Our Founders recognized that it wasn’t just kings who could be tyrants. They knew majorities could be tyrants too, and that the majority party – if unchecked – could trample the rights of the minority party. And so the Founders combined majority rule with both representation and constitutional protections for the minority. They established safeguards – checks and balances – throughout our government to keep the government in check and ensure that the rights of the minority party were protected. One of those safeguards was the Senate.
The Founders made the Senate smaller than the House of Representatives and senators’ terms of office longer, with the intention of creating a more stable, more thoughtful, and more deliberative legislative body to check ill-considered or intemperate legislation and attempts to curtail minority party rights. And as time has gone on, the Senate’s legislative filibuster has become perhaps the key way the Senate protects those rights.
The filibuster ensures that the minority party – and the Americans it represents – has a voice in the Senate. It forces compromise. It forces bipartisanship. It encourages a greater level of stability and predictability. Even in the rare case when a majority party has a filibuster-proof majority in the Senate, the filibuster still forces the majority party to take into account the views of its more moderate or middle-of-the-road members, thus ensuring that more Americans are represented in legislation. Removing the filibuster would erase this protection and allow the majority – including an incredibly narrow or merely technical majority, as Democrats have now – to trample minority party rights.
In the words of one former senator, “We should make no mistake. … It is a fundamental power grab by the majority party … Folks who want to see this change want to eliminate one of the procedural mechanisms designed for the express purpose of guaranteeing individual rights, and they also have a consequence, and would undermine the protections of a minority point of view in the heat of majority excess.” That former senator of course was Joe Biden – one of the many Democrats who has opposed abolishing the filibuster.

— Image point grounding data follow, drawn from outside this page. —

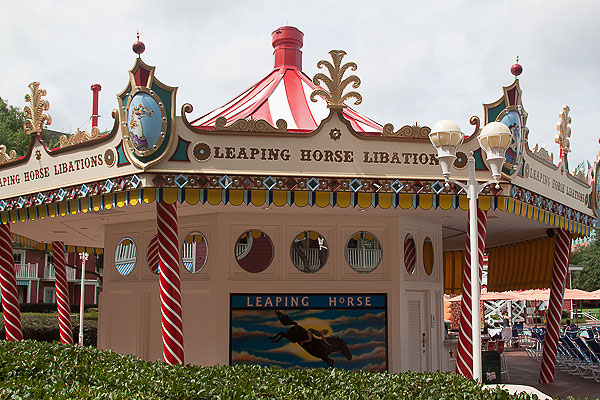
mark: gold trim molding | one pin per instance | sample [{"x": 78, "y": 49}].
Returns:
[
  {"x": 250, "y": 125},
  {"x": 6, "y": 156},
  {"x": 78, "y": 137},
  {"x": 35, "y": 118},
  {"x": 413, "y": 132},
  {"x": 335, "y": 97}
]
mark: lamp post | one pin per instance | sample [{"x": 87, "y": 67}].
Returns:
[
  {"x": 84, "y": 256},
  {"x": 494, "y": 138}
]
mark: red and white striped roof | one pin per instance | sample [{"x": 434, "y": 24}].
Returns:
[{"x": 285, "y": 94}]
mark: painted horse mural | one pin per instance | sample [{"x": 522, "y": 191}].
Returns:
[
  {"x": 316, "y": 347},
  {"x": 136, "y": 129}
]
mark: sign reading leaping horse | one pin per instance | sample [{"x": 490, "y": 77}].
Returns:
[{"x": 322, "y": 330}]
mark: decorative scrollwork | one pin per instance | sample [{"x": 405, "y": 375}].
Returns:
[
  {"x": 35, "y": 118},
  {"x": 6, "y": 157},
  {"x": 564, "y": 131},
  {"x": 475, "y": 121},
  {"x": 78, "y": 137},
  {"x": 407, "y": 131},
  {"x": 543, "y": 154},
  {"x": 250, "y": 125},
  {"x": 335, "y": 97}
]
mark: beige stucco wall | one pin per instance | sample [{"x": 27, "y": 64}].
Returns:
[{"x": 129, "y": 319}]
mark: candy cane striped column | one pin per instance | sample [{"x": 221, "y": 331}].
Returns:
[
  {"x": 8, "y": 287},
  {"x": 170, "y": 287},
  {"x": 464, "y": 353},
  {"x": 62, "y": 293},
  {"x": 553, "y": 313}
]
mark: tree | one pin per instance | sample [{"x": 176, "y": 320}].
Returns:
[
  {"x": 589, "y": 258},
  {"x": 12, "y": 133}
]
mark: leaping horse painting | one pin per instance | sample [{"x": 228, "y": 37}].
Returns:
[{"x": 316, "y": 347}]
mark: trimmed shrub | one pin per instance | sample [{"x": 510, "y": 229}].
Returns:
[
  {"x": 51, "y": 370},
  {"x": 44, "y": 328}
]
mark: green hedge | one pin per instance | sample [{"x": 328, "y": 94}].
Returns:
[
  {"x": 44, "y": 327},
  {"x": 30, "y": 369}
]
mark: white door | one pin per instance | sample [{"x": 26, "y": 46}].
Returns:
[{"x": 418, "y": 339}]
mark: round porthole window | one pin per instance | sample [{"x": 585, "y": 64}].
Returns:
[
  {"x": 152, "y": 255},
  {"x": 125, "y": 256},
  {"x": 410, "y": 254},
  {"x": 363, "y": 251},
  {"x": 194, "y": 252},
  {"x": 254, "y": 251},
  {"x": 309, "y": 251},
  {"x": 428, "y": 255}
]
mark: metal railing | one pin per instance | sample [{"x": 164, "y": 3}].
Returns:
[
  {"x": 49, "y": 273},
  {"x": 26, "y": 271}
]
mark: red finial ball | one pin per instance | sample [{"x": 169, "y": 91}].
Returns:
[
  {"x": 138, "y": 47},
  {"x": 516, "y": 69}
]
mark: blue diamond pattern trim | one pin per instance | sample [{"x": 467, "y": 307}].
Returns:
[
  {"x": 225, "y": 181},
  {"x": 84, "y": 190},
  {"x": 61, "y": 194},
  {"x": 355, "y": 185},
  {"x": 181, "y": 181},
  {"x": 397, "y": 186},
  {"x": 437, "y": 187},
  {"x": 313, "y": 184},
  {"x": 135, "y": 181},
  {"x": 108, "y": 185},
  {"x": 269, "y": 182}
]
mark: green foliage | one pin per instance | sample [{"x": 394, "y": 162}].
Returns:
[
  {"x": 588, "y": 258},
  {"x": 12, "y": 133},
  {"x": 43, "y": 327},
  {"x": 54, "y": 371}
]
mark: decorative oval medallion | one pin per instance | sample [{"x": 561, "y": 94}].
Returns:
[
  {"x": 109, "y": 157},
  {"x": 145, "y": 122}
]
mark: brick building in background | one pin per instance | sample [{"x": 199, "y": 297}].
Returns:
[{"x": 35, "y": 275}]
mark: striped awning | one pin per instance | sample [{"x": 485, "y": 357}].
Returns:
[
  {"x": 281, "y": 198},
  {"x": 521, "y": 266},
  {"x": 125, "y": 268},
  {"x": 283, "y": 94},
  {"x": 33, "y": 244}
]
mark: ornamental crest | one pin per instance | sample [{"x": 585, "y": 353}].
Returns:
[{"x": 147, "y": 115}]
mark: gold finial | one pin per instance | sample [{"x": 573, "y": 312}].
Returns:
[
  {"x": 564, "y": 132},
  {"x": 34, "y": 113},
  {"x": 335, "y": 84}
]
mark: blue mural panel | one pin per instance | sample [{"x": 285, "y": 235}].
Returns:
[{"x": 309, "y": 330}]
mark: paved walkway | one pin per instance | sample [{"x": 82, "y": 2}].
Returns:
[{"x": 525, "y": 371}]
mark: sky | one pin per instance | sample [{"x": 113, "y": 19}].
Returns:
[{"x": 418, "y": 61}]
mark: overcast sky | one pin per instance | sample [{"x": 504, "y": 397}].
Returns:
[{"x": 418, "y": 61}]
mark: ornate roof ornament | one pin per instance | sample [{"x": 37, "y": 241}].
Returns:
[
  {"x": 413, "y": 132},
  {"x": 564, "y": 132},
  {"x": 6, "y": 156},
  {"x": 335, "y": 97},
  {"x": 543, "y": 154},
  {"x": 78, "y": 137},
  {"x": 35, "y": 118}
]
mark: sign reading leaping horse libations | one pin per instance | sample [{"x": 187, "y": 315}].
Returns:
[{"x": 310, "y": 330}]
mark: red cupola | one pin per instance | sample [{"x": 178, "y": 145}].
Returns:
[{"x": 287, "y": 42}]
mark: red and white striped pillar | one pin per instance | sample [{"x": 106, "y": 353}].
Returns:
[
  {"x": 62, "y": 293},
  {"x": 8, "y": 286},
  {"x": 170, "y": 286},
  {"x": 464, "y": 352},
  {"x": 553, "y": 313}
]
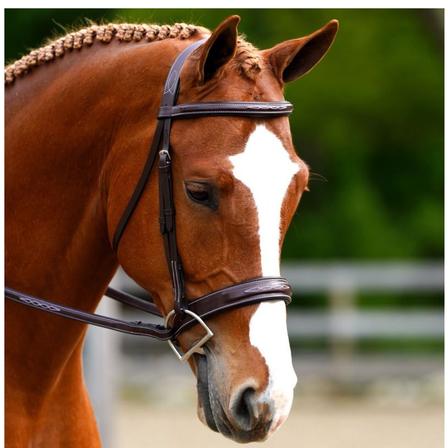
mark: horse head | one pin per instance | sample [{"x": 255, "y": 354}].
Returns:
[{"x": 237, "y": 182}]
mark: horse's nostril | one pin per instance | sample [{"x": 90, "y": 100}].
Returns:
[{"x": 245, "y": 409}]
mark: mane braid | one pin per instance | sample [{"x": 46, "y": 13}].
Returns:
[{"x": 247, "y": 59}]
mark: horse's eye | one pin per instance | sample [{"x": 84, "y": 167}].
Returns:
[{"x": 202, "y": 193}]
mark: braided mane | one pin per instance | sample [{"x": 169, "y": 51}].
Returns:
[{"x": 247, "y": 59}]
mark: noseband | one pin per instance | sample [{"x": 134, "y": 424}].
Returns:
[{"x": 185, "y": 314}]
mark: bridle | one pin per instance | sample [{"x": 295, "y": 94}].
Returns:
[{"x": 184, "y": 314}]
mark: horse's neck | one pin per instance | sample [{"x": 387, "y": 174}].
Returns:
[{"x": 59, "y": 133}]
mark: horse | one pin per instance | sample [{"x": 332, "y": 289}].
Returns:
[{"x": 79, "y": 114}]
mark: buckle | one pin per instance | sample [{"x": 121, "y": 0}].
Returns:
[{"x": 197, "y": 347}]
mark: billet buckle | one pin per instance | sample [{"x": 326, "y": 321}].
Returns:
[{"x": 197, "y": 347}]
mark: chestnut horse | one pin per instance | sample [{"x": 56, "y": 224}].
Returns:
[{"x": 79, "y": 117}]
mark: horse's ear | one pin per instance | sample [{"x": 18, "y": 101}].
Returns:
[
  {"x": 294, "y": 58},
  {"x": 219, "y": 48}
]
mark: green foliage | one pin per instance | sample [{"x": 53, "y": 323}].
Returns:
[{"x": 369, "y": 119}]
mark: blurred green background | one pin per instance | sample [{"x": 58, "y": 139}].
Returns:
[{"x": 368, "y": 120}]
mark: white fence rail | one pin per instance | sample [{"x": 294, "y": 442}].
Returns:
[{"x": 342, "y": 323}]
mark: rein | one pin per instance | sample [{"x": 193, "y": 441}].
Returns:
[{"x": 185, "y": 314}]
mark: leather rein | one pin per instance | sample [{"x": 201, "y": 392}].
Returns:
[{"x": 185, "y": 314}]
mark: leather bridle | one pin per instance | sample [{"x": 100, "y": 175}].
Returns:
[{"x": 185, "y": 314}]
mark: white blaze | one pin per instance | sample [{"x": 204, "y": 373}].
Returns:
[{"x": 267, "y": 170}]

Because, of course, Democrats were singing a different tune on the filibuster just a couple of years ago. When President Trump urged Republican senators to abolish the legislative filibuster – dozens of times – Democrats were strongly opposed. In 2017, 32 Democrat senators – including now-Vice President Harris and a majority of the current Democrat caucus – signed a letter urging that the legislative filibuster be preserved. Republicans agreed and refused to abolish the legislative filibuster despite the former president’s repeated urging.
Now, however, many Democrats who not only supported but actively and repeatedly used the filibuster during the previous administration to block major coronavirus relief legislation and police reform legislation have apparently decided that rules protecting the minority should only apply when Democrats are in the minority. Apparently Democrat minorities deserve representation, but Republican minorities do not.
I urge my Democrat colleagues to think about what abolishing the filibuster would mean for ordinary Americans. Of course it would mean decreased representation for any American whose party was in the minority. But it would also mean highly unstable government policy (and a resulting lack of confidence in government) as well as a sharp increase in partisanship – which I venture to say is not what we need right now.
Abolish the filibuster, and policy will shift sharply with it. Social policy – on abortion, religious freedom, and other issues. Regulatory policy. Tax policy. Foreign policy. The list goes on. And such incessant changes of national policy would unquestionably heighten partisanship in this country. As the laws became more extreme, the tension between Republicans and Democrats, conservatives and liberals, would only heighten. Here in Congress, yes, but most importantly throughout the country.
When Republicans were repeatedly faced with the prospect of abolishing the legislative filibuster during the previous administration, we said “no.” Not because there wasn’t important legislation we wanted to pass, but because we knew that the best thing for our country – and for our future representation in the Senate – was to preserve this essential protection for the minority party. I urge my Democrat colleagues to think of their future and our country and make the same decision.